By the way, it is 36 letters long.
...the number 4 is pronounced the same way as death (which is why Japanese people hate living on the 4th floor etc). :)
so we are doomed after all
The power of accurate observation is commonly called cynicism by those who have not got it. -- G.B. Shaw
Even getting an instrument package _onto_ one of these objects would be interesting. Add a little ion engine and enough computation to lock onto some target stars, dig in, push, watch, re-aim, figure out how to line the thrust up with the center of mass, despin it over time for consistent solar power. Then hope to find solutions that would eventually settle it into say a Lagrange point, not too close.

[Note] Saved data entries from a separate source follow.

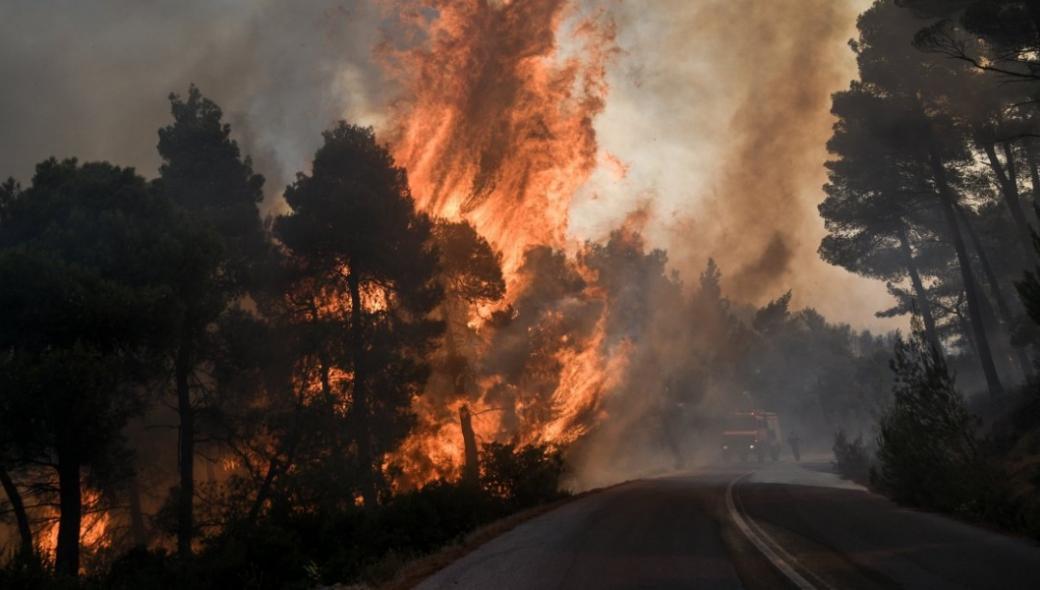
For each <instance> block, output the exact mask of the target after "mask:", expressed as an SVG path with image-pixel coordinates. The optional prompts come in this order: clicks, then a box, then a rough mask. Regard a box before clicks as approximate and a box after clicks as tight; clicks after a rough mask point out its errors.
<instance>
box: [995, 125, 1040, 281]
mask: <svg viewBox="0 0 1040 590" xmlns="http://www.w3.org/2000/svg"><path fill="white" fill-rule="evenodd" d="M1004 147H1005V154H1007V156H1008V158H1009V160H1008V161H1009V169H1010V168H1011V166H1013V165H1014V164H1013V161H1014V160H1013V157H1012V154H1011V150H1010V148H1009V147H1008V144H1007V143H1005V144H1004ZM983 149H984V150H985V151H986V156H987V157H988V158H989V166H990V169H992V170H993V174H994V175H996V180H997V184H998V185H999V187H1000V194H1002V195H1003V196H1004V202H1005V204H1006V205H1007V206H1008V210H1009V211H1010V212H1011V219H1012V221H1014V223H1015V230H1016V234H1017V236H1018V241H1019V243H1020V246H1021V247H1022V252H1023V255H1024V258H1022V260H1031V259H1032V255H1033V238H1032V234H1031V232H1030V224H1029V222H1028V221H1026V219H1025V211H1024V210H1023V209H1022V202H1021V199H1020V198H1019V196H1018V183H1017V182H1016V180H1015V179H1014V178H1011V177H1009V176H1008V174H1006V173H1005V170H1004V166H1002V165H1000V160H999V159H998V158H997V157H996V150H995V149H994V147H993V144H992V143H991V142H986V143H984V144H983Z"/></svg>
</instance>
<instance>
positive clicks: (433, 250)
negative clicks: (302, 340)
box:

Does anyone remember the concern in Sept 2002 when an object dubbed "J002E3" was initially believed to be an Earth-crossing asteroid or previously-unknown moon was discovered? [ref: Slashdot, Planetary Society, CNN] It turned out to be the Apollo 12 3rd stage rocket body. The mistake was made because an object as bright as it was, if as reflective as a rock, would have been huge. But it wasn't a dark rock - it was a shiny metal cylinder. It had been re-captured into Earth orbit after decades in solar orbit.
Probably every lunar probe and manned mission has sent a rocket booster into solar orbit as space junk. While probabilities of a 2004 MN4 collision in the future are computed, astronomers with the proper data should also try to project it back to see where it was during the Apollo era. Check if it may have come from Earth.
Actually, I'm pretty sure astronomers are already projecting 2004 MN4's orbit back in time to see if there were any other observations of the object before. So this is something else for them to check.
I found an online tool to compute estimated positions of the 2004 MN4 asteroid according to the known estimates of its orbit. See http://neo.jpl.nasa.gov/cgi-bin/db?name=2004+MN4 .
I ran it backwards in 3-month intervals looking for times that 2004 MN4 has last been near Earth. By this data, there was a very near pass by Earth around April 16-19, 1967.
So I looked through a catalog of lunar launches. The NASA lunar probe Surveyor 3 was launched April 17, 1967.
This alone is not sufficient to prove that 2004 MN4 is a booster from Surveyor 3. (Logic still dictates that the scenario of 2004 MN4 being a threatening asteroid is still a possibility on the table.) But with a coincidence as shown in these numbers, Surveyor 3 must be considered in any investigation into 2004 MN4.